Lucas sighed heavily, finished his coffee, and tossed down a tip for the hardworking busboy. He glanced out the window to where Meredyth sat in the car, pensively waiting for him.

He noticed the quiet that had come over the cafe, the music gone, replaced by an ad man touting a debt-free existence, the arguing couple with the infant now cuddling one another, the young man having come around to her side of the booth, the infant between them. They now presented a picture of peace and tranquility.

Lucas wanted an excuse to punch something, but nothing presented itself as the target he needed. Instead, he found his cell phone and called Mother Elizabeth Portsmith, the lady in charge at Our Lady of Miracles, to inform her of his and Meredyth's delay, but promising to be there within ten minutes. A cheery feminine response told him they anxiously awaited his arrival.

As he went for the exit, Lucas's boots made a slapping noise against the tiles that made the couple look up from a kiss to stare after him.

Lucas hoped the clue of the convent school, the connection to Lourdes, and the connection to Meredyth would lead them quickly to the maniac behind the abduction- murder case they worked.

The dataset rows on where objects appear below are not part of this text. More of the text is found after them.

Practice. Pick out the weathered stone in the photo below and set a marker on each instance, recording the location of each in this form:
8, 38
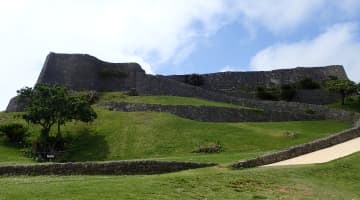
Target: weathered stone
299, 149
85, 72
215, 114
244, 80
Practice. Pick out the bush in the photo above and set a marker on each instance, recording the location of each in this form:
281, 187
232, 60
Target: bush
267, 94
209, 148
92, 97
310, 111
14, 132
309, 84
132, 92
42, 147
194, 79
287, 93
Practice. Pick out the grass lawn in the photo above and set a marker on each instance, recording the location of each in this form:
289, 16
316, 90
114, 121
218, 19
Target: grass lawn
335, 180
146, 135
164, 100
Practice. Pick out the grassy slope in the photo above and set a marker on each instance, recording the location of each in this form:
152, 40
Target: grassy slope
336, 180
165, 100
351, 104
118, 135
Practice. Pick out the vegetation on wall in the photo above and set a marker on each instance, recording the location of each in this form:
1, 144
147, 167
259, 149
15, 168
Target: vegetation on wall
343, 87
108, 73
194, 79
308, 84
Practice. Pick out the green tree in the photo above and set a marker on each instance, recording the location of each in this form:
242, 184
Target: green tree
344, 87
48, 105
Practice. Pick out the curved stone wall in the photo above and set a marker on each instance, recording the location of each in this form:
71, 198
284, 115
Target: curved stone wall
215, 114
299, 149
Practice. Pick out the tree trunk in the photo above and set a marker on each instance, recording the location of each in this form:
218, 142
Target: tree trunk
58, 134
342, 99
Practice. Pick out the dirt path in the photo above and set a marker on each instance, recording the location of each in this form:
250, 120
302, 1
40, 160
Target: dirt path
324, 155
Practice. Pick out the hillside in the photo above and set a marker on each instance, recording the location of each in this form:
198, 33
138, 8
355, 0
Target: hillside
336, 180
147, 135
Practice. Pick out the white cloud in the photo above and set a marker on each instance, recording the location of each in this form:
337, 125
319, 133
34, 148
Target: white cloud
149, 32
277, 15
337, 45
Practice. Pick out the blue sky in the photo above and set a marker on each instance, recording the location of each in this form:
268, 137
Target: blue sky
178, 36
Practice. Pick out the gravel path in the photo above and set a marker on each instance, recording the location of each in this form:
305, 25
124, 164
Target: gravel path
324, 155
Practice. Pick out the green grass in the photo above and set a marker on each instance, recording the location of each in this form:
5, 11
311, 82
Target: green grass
351, 104
147, 135
335, 180
164, 100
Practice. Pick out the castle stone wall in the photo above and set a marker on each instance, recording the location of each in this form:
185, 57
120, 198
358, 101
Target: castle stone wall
299, 149
244, 80
216, 114
84, 72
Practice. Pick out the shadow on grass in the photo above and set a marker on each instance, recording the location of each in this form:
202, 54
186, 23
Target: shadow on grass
86, 145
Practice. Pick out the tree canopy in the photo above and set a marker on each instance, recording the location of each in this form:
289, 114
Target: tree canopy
344, 87
48, 105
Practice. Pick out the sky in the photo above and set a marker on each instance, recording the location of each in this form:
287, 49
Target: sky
178, 36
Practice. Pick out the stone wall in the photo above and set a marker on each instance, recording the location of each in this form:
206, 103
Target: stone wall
299, 149
85, 72
244, 80
318, 96
215, 114
101, 168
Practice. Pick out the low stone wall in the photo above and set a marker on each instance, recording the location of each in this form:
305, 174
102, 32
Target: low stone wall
214, 114
102, 168
318, 96
299, 149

He stopped short, looked up into the falling rain, allowing it to cool his face, and wondering if his getting intimately involved again with Meredyth Sanger was not a fool's errand. How much had her change of heart toward him had to do with this case, her running scared, her confused vortex of swirling emotions… her temporary desperation? Once the case was solved, he wondered if she'd throw up real roadblocks to their being together, go running back to her previous lifestyle that included such as Byron Priestly, men who asked little of her, the way she liked it.

He climbed into the car beside her, forced a smile, and asked if she was okay.